Present patient-family relationship and autonomy of patient in the past: What effect would the instruction that the patient gave his/her family before he/she became demented (advance directives) have on the on-going relationship between the severely demented patient and the care-providers? Several important problems have been suggested about the concept of advance directives (6). Nevertheless, the advance directives may have considerable effect on the vague and unstable relationship between the patient and his/her family, because they may affect the judgment of the family about their on-going relationship with the patient. The memory of the family that the patient used to say that he/she would not want to live if he/she has lost reason or self-perception may alter their evaluation of the current relationship. The notion that the patient did not hope for such a life would make the family hesitate to continue the relationship. However, some care-providers may not be affected by the advance directives. This interpretation is also left entirely to the care-providers, mainly to the family. After all, the respect for the advance directives means the respect for the family wishes that the patient's past wish about how he/she wanted to die be realized.
5. Conclusion and its meaning
Our conclusion is that the judgment concerning the treatment for elderly demented patients depends on the relationship between the patients and their care-providers, who are primarily their families, rather than the patients' medical or personal characteristics and that the reason for continuation of the treatment is lost, and the treatment is discontinued, when this relationship becomes meaningless to the patients' families. If we are correct, the judgment about the treatment, on which the survival of patients depends, is based on their vague and unstable relationships with their care-providers.
What significance would our conclusion have? On the one hand, it highlights the vulnerability of a being that has lost the ability of judgment and can survive only in total dependence on his/her relationship with others. On the other hand, it indicates the fact that we cannot know everything. We cannot say what is beneficial to a severely demented patient. We may be able to guess it but cannot declare it for certain. However, the awareness of care-providers such as the patient's family and physicians that they are making a serious judgment about a human life with insufficient information and on the basis of an unstable relationship may urge them to do their best to make judgments for the maximum benefit (or so they believe) for the patient. Whether judgments based on vague and unstable relationships are ethically acceptable or not is unknown.
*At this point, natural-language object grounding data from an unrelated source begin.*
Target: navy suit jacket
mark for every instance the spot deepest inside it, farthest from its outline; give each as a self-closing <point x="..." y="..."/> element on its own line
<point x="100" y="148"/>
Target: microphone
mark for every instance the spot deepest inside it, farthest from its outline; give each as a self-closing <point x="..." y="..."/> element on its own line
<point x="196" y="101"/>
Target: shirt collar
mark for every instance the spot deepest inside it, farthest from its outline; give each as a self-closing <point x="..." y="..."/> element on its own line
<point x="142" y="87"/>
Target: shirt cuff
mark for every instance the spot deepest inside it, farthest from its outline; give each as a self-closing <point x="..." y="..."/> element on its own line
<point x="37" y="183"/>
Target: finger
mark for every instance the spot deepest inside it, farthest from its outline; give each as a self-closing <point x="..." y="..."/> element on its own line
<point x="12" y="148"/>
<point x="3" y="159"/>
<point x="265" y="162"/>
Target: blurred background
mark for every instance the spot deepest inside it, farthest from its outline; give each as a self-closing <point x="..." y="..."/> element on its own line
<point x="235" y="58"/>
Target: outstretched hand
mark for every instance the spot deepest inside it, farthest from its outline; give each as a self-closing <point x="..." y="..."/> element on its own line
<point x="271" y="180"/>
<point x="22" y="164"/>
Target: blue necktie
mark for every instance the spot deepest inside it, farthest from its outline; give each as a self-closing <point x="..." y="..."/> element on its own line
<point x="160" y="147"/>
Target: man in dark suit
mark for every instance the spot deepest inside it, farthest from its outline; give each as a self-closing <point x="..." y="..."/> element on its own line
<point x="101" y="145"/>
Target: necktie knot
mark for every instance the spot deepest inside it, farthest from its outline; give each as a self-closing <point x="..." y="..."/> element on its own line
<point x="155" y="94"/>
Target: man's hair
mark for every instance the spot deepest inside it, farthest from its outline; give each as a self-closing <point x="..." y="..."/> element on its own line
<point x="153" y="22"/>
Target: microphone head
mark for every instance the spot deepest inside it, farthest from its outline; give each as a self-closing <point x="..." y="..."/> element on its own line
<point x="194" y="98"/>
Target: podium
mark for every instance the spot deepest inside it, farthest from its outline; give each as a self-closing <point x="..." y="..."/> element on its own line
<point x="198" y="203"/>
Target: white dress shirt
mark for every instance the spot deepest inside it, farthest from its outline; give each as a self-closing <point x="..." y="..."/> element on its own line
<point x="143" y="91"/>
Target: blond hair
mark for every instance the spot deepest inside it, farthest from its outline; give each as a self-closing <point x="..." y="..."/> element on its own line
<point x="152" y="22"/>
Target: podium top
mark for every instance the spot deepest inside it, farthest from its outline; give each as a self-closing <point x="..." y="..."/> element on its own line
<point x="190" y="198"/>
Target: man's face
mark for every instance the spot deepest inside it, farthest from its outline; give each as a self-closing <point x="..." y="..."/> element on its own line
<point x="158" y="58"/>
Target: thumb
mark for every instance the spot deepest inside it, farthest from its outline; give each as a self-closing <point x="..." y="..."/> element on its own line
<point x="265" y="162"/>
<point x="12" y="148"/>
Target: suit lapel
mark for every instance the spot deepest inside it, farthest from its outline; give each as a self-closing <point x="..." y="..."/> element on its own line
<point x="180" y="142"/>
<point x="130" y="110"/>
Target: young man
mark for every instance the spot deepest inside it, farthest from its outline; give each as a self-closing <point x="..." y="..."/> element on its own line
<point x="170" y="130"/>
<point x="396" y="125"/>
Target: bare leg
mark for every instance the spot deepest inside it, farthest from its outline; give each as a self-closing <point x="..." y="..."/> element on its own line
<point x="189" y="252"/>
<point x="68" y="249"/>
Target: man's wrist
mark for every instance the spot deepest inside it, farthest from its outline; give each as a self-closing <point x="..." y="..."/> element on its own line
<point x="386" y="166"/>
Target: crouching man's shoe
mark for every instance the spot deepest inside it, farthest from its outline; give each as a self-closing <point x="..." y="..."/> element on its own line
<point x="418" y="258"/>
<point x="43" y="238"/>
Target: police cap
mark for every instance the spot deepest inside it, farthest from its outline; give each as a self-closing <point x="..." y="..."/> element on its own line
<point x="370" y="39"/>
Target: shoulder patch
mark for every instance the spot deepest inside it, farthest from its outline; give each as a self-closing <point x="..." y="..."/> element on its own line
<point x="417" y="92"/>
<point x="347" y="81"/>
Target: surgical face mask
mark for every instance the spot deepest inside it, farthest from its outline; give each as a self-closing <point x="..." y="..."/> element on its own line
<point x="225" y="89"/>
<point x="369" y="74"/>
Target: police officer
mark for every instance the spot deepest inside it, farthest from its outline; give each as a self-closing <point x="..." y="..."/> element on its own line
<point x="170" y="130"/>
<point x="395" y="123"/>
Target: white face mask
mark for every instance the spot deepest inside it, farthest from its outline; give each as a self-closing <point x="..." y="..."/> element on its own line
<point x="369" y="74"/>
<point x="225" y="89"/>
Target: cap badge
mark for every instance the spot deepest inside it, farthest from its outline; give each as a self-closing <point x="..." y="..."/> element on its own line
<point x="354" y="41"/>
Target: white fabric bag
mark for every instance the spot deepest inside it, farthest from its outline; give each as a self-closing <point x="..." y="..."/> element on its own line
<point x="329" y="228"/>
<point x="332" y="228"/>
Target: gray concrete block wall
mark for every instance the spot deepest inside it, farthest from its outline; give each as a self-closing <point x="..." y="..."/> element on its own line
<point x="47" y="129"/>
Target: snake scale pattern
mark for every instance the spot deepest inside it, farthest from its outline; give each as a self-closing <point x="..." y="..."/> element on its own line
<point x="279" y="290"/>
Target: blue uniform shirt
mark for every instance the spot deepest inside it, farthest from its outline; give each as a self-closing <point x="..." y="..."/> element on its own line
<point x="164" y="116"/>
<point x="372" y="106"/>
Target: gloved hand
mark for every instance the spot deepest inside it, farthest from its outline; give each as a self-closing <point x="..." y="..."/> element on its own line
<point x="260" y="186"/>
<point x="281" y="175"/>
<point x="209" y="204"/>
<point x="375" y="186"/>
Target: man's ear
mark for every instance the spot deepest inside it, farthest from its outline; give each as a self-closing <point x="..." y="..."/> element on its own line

Presently, however, there seems to be no practical alternative other than this approach.
Finally, again, our view discussed in this paper has been based on our personal and limited experiences and we have no intension to argue that our experiences are universal. However, although it is rather discouraging, we believe that our outlook deserves to seriously be considered. Rigorous criticism and arguments against our view will be really welcomed.
1. A. B. Shaw. In Defence of Ageism . J Med ethics 1994;20: 188-91.
2. M Tooley. Abortion and infanticide. Philosophy and Public Affairs 1972; 2: 37-65
3. P Singer. Rethinking Life and Death: The Collapse of Our Traditional Ethics. Oxford University Press, 1995, Oxford, p 159-183.
4 Ridley. Beginning Bioethics: a text with integrated readings. St. Martin's Press, New York, 1998, p104-145.
5. JD Arras. The severely demented, minimally functional patients: An Ethical Analysis. J American Geriatrics Society 1988; 36: 938-944.
6. RS. Dresser, JA Robertson. Quality of life and non-treatment decisions for incompetent patients: A critique of the orthodox approach. Law, medicine and Health Care 1989; 17: 234-244.